Almost everyone is familiar with at least some of the work of John Hughes, the writer behind a number of classics in the ’80s and ’90s, including Home Alone, Planes, Trains, and Automobiles, Breakfast Club, Sixteen Candles, Uncle Buck, and so many more. Hughes, however, was a notoriously private man. He retired from public life in 1994 and very rarely granted interviews up until his death in 2009. It’s not like he went into hiding, however. John Hughes simply returned back to his Chicago-area home and lived out the rest of his life.
It was during that period that Vince Vaughn befriended Hughes. Vaughn is from Lake Forest, Illinois, which is from where John Hughes hailed — many of his films were also set in the Chicago suburbs in towns like Lake Forest. “John was so special, and I had the fortune to get to know him really well,” Vaughn told his Dodgeball co-star Justin Long on this week’s episode of the Life is Short podcast. “Later in life, once I had had some success, I reached out to him just as a fan, and he was so gracious to me.”
“John did so much for me,” Vaughn continued. “He did so much for people, be it financially, giving to causes, and giving to people, and also with his time. He never took public attention for it. Like, when he passed away, there were some pen pal letters that came out,” Vaugh added. “A girl sent into a magazine … these letters that she had as an exchange with John. What she didn’t realize is that she was one of very many” kids with whom John exchanged letters.
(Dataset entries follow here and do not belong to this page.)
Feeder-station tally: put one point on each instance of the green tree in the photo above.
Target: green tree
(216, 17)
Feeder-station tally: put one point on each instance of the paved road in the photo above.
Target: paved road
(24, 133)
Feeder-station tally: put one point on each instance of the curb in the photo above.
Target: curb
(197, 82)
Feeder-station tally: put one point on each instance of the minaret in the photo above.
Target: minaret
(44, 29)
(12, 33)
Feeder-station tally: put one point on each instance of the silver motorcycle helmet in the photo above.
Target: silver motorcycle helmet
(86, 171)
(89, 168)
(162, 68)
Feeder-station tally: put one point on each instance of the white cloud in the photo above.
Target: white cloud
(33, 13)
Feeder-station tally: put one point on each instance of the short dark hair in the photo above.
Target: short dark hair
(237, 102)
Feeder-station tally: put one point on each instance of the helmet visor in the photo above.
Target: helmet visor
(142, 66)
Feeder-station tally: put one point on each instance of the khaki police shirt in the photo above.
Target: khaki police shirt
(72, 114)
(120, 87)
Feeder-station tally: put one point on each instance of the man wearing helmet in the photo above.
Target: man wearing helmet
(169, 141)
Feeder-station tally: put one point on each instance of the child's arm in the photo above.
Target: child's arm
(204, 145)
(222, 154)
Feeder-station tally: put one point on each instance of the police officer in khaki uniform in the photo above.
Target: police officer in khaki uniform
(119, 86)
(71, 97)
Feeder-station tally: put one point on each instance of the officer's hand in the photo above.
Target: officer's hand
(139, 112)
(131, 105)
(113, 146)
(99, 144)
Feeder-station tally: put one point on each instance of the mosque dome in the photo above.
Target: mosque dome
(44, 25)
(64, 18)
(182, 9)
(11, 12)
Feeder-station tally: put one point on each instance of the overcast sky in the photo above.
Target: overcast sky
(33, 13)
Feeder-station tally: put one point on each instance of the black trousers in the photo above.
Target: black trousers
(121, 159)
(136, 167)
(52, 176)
Hughes also told Vaughn that, at the time of his biggest success, he had a hard time getting a lot of the films he wrote with female leads made. The studios would say, “Yeah, we can’t have a girl as the lead because men make the purchase choices. The men decide what to go to, and John said to them, ‘What house do you live in? There’s a lot of decisions being made by the women.” Meanwhile, John — “who was just a great listener and a great writer, wrote these terrific [female] characters whether it was Sixteen Candles, Breakfast Club, or Pretty in Pink.”
John was “always kind and connected, and he never lost that sense of being a child,” Vaughn added. One of the many surprising things that Vaughn learned about Hughes was when he went to his funeral and “so many people came in and got up and spoke about how much he meant to them. There was a young Black man who … didn’t have a father figure. John took him under his wing, so much so that he took the kid to all the Blackhawks games with the family. John would take him to vacations in Europe. He became part of the fabric of the family.” Vaughn said that the kid, who is now an adult, spoke at length about how he has had a successful life and a family of his own because of the lessons he learned from Hughes.
“He did great things in his life because he was a beautiful person,” concluded Vaughn, who also stresses (correctly) that there hasn’t been a better teen movie made in the 35 years since The Breakfast Club.
Vaughn is currently promoting his body-swap horror flick, Freaky, currently in theaters.